With China facing noticeable international isolation, India must review its stand.
The Regional Comprehensive Economic Partnership (RCEP) officially came into effect on the first day of the New Year. Even without India, which virtually at the last moment developed cold feet and refused to join the 15-nation trade pact, it is the world’s largest free trade agreement. It covers a market of 2.3 bn persons or 30% of global population, with an annual output of US $26 trillion and 25% of world’s exports. That puts it way ahead in size of the Comprehensive Agreement for Trans-Pacific Partnership (CPTPP), which became operational in December 2018 and has the United States in it. China, Japan, Australia and a number of other Association of South East Asian Nations (ASEAN) countries who are in the RCEP, are also its members.
The Asian Development Bank (ADB) has recently estimated that despite not dealing with the standards on labour and environment and excluding the vast network of public enterprises, which most of these nations have, the potential benefits of RCEP to its member-nations would be more than twice of CPTPP. Its 2021 study reckons with the developments since RCEP was initialled by the member-nations in late 2019. In particular, it has recognised the emerging disruptions in supply chains because of the sudden anti-China stand several free world countries have taken after the onset of the Covid-19 pandemic in December 2019. Its flat denial of being in any way responsible for the alleged leakage of the Covid virus, which has devastated the entire world, from its Wuhan laboratory and the refusal to let a fair investigation into it have not gone down well.

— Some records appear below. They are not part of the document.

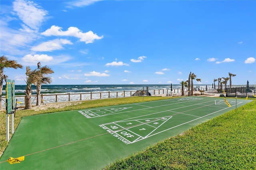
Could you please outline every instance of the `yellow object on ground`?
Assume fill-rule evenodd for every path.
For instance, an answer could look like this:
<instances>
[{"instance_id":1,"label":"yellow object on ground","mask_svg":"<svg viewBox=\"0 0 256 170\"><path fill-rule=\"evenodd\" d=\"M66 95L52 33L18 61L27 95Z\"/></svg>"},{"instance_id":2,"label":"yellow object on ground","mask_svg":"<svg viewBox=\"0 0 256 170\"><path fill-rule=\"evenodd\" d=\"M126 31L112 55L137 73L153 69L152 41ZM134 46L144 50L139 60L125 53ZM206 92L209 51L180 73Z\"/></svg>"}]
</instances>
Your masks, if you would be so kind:
<instances>
[{"instance_id":1,"label":"yellow object on ground","mask_svg":"<svg viewBox=\"0 0 256 170\"><path fill-rule=\"evenodd\" d=\"M10 163L10 164L17 164L18 163L20 163L21 161L24 160L24 156L20 156L16 158L13 158L12 157L10 157L7 160L7 162Z\"/></svg>"},{"instance_id":2,"label":"yellow object on ground","mask_svg":"<svg viewBox=\"0 0 256 170\"><path fill-rule=\"evenodd\" d=\"M226 102L226 104L229 107L231 107L231 105L228 103L228 101L227 101L226 99L225 99L225 102Z\"/></svg>"}]
</instances>

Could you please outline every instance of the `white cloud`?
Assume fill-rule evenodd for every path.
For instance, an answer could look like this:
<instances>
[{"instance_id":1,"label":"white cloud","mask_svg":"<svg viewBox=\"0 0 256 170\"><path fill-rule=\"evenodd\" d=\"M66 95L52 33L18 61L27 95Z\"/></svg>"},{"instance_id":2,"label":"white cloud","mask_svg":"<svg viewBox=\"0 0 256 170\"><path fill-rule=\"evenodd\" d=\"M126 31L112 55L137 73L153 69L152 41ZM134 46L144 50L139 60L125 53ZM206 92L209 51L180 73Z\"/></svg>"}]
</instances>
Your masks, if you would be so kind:
<instances>
[{"instance_id":1,"label":"white cloud","mask_svg":"<svg viewBox=\"0 0 256 170\"><path fill-rule=\"evenodd\" d=\"M128 64L126 64L125 63L123 63L122 61L113 61L112 63L107 63L105 65L106 65L106 66L119 66L122 65L129 66L129 65Z\"/></svg>"},{"instance_id":2,"label":"white cloud","mask_svg":"<svg viewBox=\"0 0 256 170\"><path fill-rule=\"evenodd\" d=\"M70 27L66 31L63 31L62 28L56 26L52 26L50 28L41 33L45 36L71 36L76 37L80 39L80 41L85 42L86 43L92 43L95 40L100 40L103 38L103 36L99 37L92 31L83 33L82 31L75 27Z\"/></svg>"},{"instance_id":3,"label":"white cloud","mask_svg":"<svg viewBox=\"0 0 256 170\"><path fill-rule=\"evenodd\" d=\"M94 2L99 1L101 0L72 0L67 2L68 4L67 7L72 8L76 7L82 7L85 6L90 5Z\"/></svg>"},{"instance_id":4,"label":"white cloud","mask_svg":"<svg viewBox=\"0 0 256 170\"><path fill-rule=\"evenodd\" d=\"M216 63L216 64L219 64L221 63L227 63L229 62L233 62L235 60L234 59L230 59L230 58L225 58L223 61L217 61Z\"/></svg>"},{"instance_id":5,"label":"white cloud","mask_svg":"<svg viewBox=\"0 0 256 170\"><path fill-rule=\"evenodd\" d=\"M144 56L140 56L138 57L138 59L131 59L131 61L134 63L139 63L142 62L143 60L144 60L144 58L146 58L146 57L145 57Z\"/></svg>"},{"instance_id":6,"label":"white cloud","mask_svg":"<svg viewBox=\"0 0 256 170\"><path fill-rule=\"evenodd\" d=\"M25 62L37 63L39 61L49 62L53 59L53 57L46 54L36 54L34 55L28 54L25 55L22 59Z\"/></svg>"},{"instance_id":7,"label":"white cloud","mask_svg":"<svg viewBox=\"0 0 256 170\"><path fill-rule=\"evenodd\" d=\"M69 80L78 80L79 79L78 77L74 77L73 76L72 77L70 77L69 76L66 75L64 75L62 77L66 79L68 79Z\"/></svg>"},{"instance_id":8,"label":"white cloud","mask_svg":"<svg viewBox=\"0 0 256 170\"><path fill-rule=\"evenodd\" d=\"M210 62L215 61L217 59L218 59L216 58L209 58L208 59L207 59L207 61L210 61Z\"/></svg>"},{"instance_id":9,"label":"white cloud","mask_svg":"<svg viewBox=\"0 0 256 170\"><path fill-rule=\"evenodd\" d=\"M23 23L30 28L38 30L48 12L32 1L16 0L13 2L13 10Z\"/></svg>"},{"instance_id":10,"label":"white cloud","mask_svg":"<svg viewBox=\"0 0 256 170\"><path fill-rule=\"evenodd\" d=\"M164 73L162 71L156 71L155 73L157 74L164 74Z\"/></svg>"},{"instance_id":11,"label":"white cloud","mask_svg":"<svg viewBox=\"0 0 256 170\"><path fill-rule=\"evenodd\" d=\"M56 39L32 47L31 49L35 51L52 51L63 49L64 48L62 45L65 44L73 44L73 43L68 40Z\"/></svg>"},{"instance_id":12,"label":"white cloud","mask_svg":"<svg viewBox=\"0 0 256 170\"><path fill-rule=\"evenodd\" d=\"M244 63L246 64L250 64L255 62L255 59L253 57L249 57L245 60Z\"/></svg>"},{"instance_id":13,"label":"white cloud","mask_svg":"<svg viewBox=\"0 0 256 170\"><path fill-rule=\"evenodd\" d=\"M110 75L106 73L100 73L94 71L90 72L90 74L84 74L85 76L108 77Z\"/></svg>"},{"instance_id":14,"label":"white cloud","mask_svg":"<svg viewBox=\"0 0 256 170\"><path fill-rule=\"evenodd\" d=\"M89 50L87 49L81 49L80 51L79 51L79 52L80 52L81 53L82 53L83 54L84 54L85 55L86 55L87 54L88 54L88 51L89 51Z\"/></svg>"}]
</instances>

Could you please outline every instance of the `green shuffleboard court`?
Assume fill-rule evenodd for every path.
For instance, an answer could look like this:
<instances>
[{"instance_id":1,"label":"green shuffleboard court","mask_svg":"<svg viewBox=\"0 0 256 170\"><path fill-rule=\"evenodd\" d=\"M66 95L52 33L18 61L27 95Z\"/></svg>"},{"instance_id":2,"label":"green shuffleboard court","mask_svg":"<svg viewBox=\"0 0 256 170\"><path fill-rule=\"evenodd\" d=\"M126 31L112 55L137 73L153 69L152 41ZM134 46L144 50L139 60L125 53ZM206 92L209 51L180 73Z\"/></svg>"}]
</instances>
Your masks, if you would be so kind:
<instances>
[{"instance_id":1,"label":"green shuffleboard court","mask_svg":"<svg viewBox=\"0 0 256 170\"><path fill-rule=\"evenodd\" d=\"M24 117L0 169L101 169L251 101L227 101L230 107L222 98L187 97Z\"/></svg>"}]
</instances>

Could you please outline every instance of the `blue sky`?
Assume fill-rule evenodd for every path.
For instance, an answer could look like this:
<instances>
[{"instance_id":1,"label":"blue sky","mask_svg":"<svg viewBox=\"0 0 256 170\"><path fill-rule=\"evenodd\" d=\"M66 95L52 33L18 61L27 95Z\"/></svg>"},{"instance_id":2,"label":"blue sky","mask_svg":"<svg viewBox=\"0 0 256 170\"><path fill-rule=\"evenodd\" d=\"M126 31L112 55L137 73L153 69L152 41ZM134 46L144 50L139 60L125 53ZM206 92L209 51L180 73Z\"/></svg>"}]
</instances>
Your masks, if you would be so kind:
<instances>
[{"instance_id":1,"label":"blue sky","mask_svg":"<svg viewBox=\"0 0 256 170\"><path fill-rule=\"evenodd\" d=\"M39 61L52 84L179 84L190 71L256 84L255 1L0 3L0 55L24 66L5 69L16 84Z\"/></svg>"}]
</instances>

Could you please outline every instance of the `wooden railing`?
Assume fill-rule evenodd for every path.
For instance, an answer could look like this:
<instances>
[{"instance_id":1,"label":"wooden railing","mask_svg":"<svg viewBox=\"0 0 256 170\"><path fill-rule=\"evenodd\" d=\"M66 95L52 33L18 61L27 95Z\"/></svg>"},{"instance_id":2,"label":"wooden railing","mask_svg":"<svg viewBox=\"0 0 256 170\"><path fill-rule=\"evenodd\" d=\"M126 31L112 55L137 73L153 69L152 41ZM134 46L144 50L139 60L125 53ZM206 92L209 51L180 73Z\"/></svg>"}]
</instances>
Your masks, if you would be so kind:
<instances>
[{"instance_id":1,"label":"wooden railing","mask_svg":"<svg viewBox=\"0 0 256 170\"><path fill-rule=\"evenodd\" d=\"M208 88L207 90L212 89L212 88ZM206 90L206 89L203 88L202 90ZM184 91L187 92L188 89L184 89ZM40 97L40 99L41 103L50 103L60 102L66 102L70 101L77 101L86 100L88 99L96 99L102 98L110 98L117 97L131 97L136 94L138 94L138 91L108 91L102 92L90 92L86 93L67 93L67 94L42 94ZM181 89L174 89L171 91L170 89L154 89L150 90L149 93L151 95L155 95L158 94L169 94L171 93L181 93ZM146 95L146 94L145 95ZM2 96L3 99L4 96ZM21 105L25 105L25 95L15 96L18 101L21 103ZM36 103L36 95L32 95L31 101L32 103ZM60 99L61 98L61 99ZM3 100L4 101L4 100Z\"/></svg>"}]
</instances>

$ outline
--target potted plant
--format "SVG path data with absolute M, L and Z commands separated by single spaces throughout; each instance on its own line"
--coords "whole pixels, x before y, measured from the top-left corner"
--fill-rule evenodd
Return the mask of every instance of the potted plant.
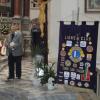
M 54 89 L 55 84 L 55 70 L 54 70 L 54 64 L 44 64 L 42 63 L 39 68 L 43 71 L 42 75 L 40 76 L 40 83 L 42 85 L 47 84 L 47 87 L 49 90 Z

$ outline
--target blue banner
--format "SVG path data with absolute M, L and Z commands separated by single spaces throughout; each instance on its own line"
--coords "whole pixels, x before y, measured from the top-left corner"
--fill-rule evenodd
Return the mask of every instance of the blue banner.
M 60 22 L 57 81 L 96 89 L 98 22 L 87 25 Z

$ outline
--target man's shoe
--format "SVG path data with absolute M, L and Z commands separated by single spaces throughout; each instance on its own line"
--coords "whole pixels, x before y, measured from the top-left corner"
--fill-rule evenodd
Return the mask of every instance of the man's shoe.
M 21 77 L 16 77 L 17 79 L 21 79 Z
M 8 77 L 7 79 L 8 79 L 8 80 L 13 80 L 13 79 L 14 79 L 14 77 Z

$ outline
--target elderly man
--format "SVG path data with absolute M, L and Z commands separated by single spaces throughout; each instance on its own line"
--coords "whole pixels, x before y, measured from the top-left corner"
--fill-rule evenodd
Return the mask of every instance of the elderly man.
M 11 26 L 11 33 L 7 37 L 6 47 L 8 55 L 9 76 L 8 80 L 14 79 L 14 65 L 16 64 L 16 78 L 21 79 L 21 60 L 23 55 L 22 33 L 18 25 Z

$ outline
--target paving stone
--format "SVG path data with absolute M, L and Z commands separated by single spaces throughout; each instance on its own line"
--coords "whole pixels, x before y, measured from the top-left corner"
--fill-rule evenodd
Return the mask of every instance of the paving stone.
M 22 79 L 6 82 L 8 67 L 5 67 L 0 72 L 0 100 L 100 100 L 90 89 L 56 84 L 50 91 L 46 85 L 36 86 L 32 82 L 35 78 L 33 72 L 32 59 L 23 59 Z

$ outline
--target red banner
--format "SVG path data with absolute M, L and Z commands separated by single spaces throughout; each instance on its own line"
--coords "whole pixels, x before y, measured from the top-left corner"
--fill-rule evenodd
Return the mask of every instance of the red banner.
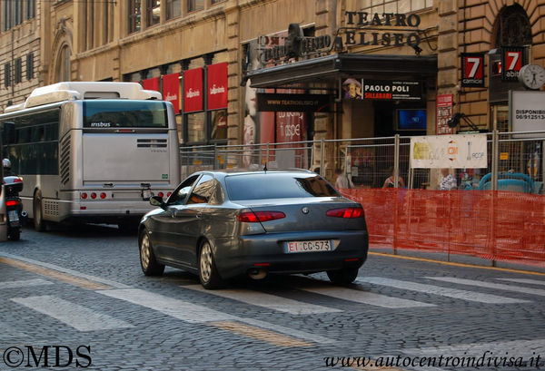
M 142 82 L 142 86 L 144 86 L 144 88 L 146 90 L 154 90 L 155 92 L 160 92 L 159 77 L 152 77 L 151 79 L 145 79 Z
M 180 113 L 180 73 L 163 76 L 163 99 L 173 103 L 174 113 Z
M 452 128 L 449 127 L 448 121 L 452 117 L 453 98 L 452 94 L 437 96 L 436 133 L 438 135 L 452 133 Z
M 208 109 L 227 108 L 227 62 L 208 66 Z
M 461 54 L 461 86 L 484 86 L 484 53 Z
M 183 112 L 203 111 L 203 68 L 183 72 Z

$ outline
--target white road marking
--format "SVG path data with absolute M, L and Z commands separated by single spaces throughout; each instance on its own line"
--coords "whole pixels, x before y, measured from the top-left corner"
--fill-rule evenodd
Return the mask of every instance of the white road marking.
M 108 315 L 97 313 L 88 308 L 49 295 L 14 298 L 11 300 L 58 319 L 78 331 L 96 331 L 134 327 Z
M 224 320 L 238 321 L 246 323 L 248 325 L 256 326 L 258 327 L 271 329 L 302 339 L 312 340 L 319 344 L 335 343 L 334 340 L 318 335 L 299 331 L 294 328 L 284 327 L 282 326 L 261 321 L 259 319 L 232 316 L 203 306 L 165 297 L 164 295 L 155 294 L 140 288 L 98 290 L 95 292 L 110 298 L 114 298 L 138 306 L 145 307 L 188 323 L 205 324 L 206 322 Z
M 438 281 L 451 282 L 461 285 L 477 286 L 485 288 L 495 288 L 505 291 L 521 292 L 524 294 L 539 295 L 545 297 L 545 290 L 540 288 L 523 288 L 520 286 L 504 285 L 502 283 L 493 283 L 485 281 L 476 281 L 474 279 L 457 278 L 455 277 L 426 277 L 426 278 L 436 279 Z
M 253 306 L 263 307 L 269 309 L 296 315 L 312 315 L 321 313 L 342 312 L 341 309 L 318 306 L 315 304 L 305 303 L 303 301 L 293 300 L 279 297 L 276 295 L 266 294 L 264 292 L 252 291 L 247 289 L 222 289 L 211 291 L 204 289 L 201 285 L 181 286 L 183 288 L 189 288 L 195 291 L 205 292 L 222 298 L 227 298 Z
M 104 285 L 111 286 L 115 288 L 129 288 L 130 286 L 124 285 L 123 283 L 112 281 L 110 279 L 103 278 L 102 277 L 91 276 L 85 273 L 81 273 L 75 270 L 68 269 L 67 268 L 55 266 L 54 264 L 45 263 L 43 261 L 35 260 L 28 258 L 19 257 L 17 255 L 12 255 L 5 252 L 0 252 L 0 257 L 15 259 L 27 263 L 35 264 L 36 266 L 47 268 L 49 269 L 56 270 L 58 272 L 67 273 L 71 276 L 79 277 L 80 278 L 88 279 L 90 281 L 104 283 Z
M 332 297 L 342 300 L 355 301 L 356 303 L 369 304 L 372 306 L 389 308 L 435 307 L 434 304 L 388 297 L 386 295 L 375 294 L 374 292 L 362 291 L 354 288 L 330 286 L 299 289 L 312 292 L 314 294 L 326 295 L 328 297 Z
M 423 292 L 426 294 L 433 294 L 441 297 L 453 298 L 469 301 L 476 301 L 479 303 L 486 304 L 512 304 L 529 302 L 528 300 L 521 300 L 518 298 L 500 297 L 490 294 L 481 294 L 479 292 L 443 288 L 441 286 L 426 285 L 411 281 L 401 281 L 399 279 L 382 278 L 380 277 L 360 277 L 356 278 L 356 282 L 388 286 L 391 288 L 400 289 Z
M 529 279 L 529 278 L 496 278 L 500 279 L 502 281 L 511 281 L 517 283 L 528 283 L 530 285 L 545 285 L 545 281 L 540 281 L 539 279 Z
M 46 281 L 42 278 L 25 279 L 19 281 L 4 281 L 0 282 L 0 288 L 19 288 L 32 286 L 53 285 L 53 282 Z
M 510 356 L 522 356 L 525 358 L 524 361 L 530 361 L 530 357 L 531 356 L 538 355 L 542 356 L 545 354 L 545 339 L 457 344 L 454 346 L 439 346 L 403 349 L 401 351 L 405 354 L 418 355 L 421 356 L 475 356 L 477 358 L 485 355 L 485 352 L 488 352 L 485 355 L 485 358 L 488 358 L 489 356 L 507 356 L 509 360 Z M 506 352 L 508 353 L 507 356 L 505 354 Z M 541 362 L 543 362 L 543 358 L 541 358 Z M 492 366 L 494 365 L 492 364 Z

Besides that its uncalled assertiveness in persisting with military incursions across the Himalayan borders with India, ruthlessly putting down the pro-democracy movement in Hong Kong, the more frequent threatening of Taiwan and continued persecution of the Uyghur population in Xianjing have ended up in it alienating even the hitherto relatively neutral nations, as well as its long standing trading partners. On top of these the Chinese government’s own economic and social actions to curb the combustion of fossil fuels, selectively address the huge emerging income and wealth inequalities, its hiking of prices of most of its export-products, and imposing of curbs on exports of critical components like semi-conductors (chips) and other high technology products have slowed down its pace of economic growth. Also, there is a lurking possibility of a banking crisis emerging with the bursting of a housing boom and banks folding up in the distant North East towns on the border with Russia. Such events have caused noticeable disruptions in international trade. Its trading partners are consciously moving away from excessive dependence on their imports from China and looking to establish other sources, preferably closer to home.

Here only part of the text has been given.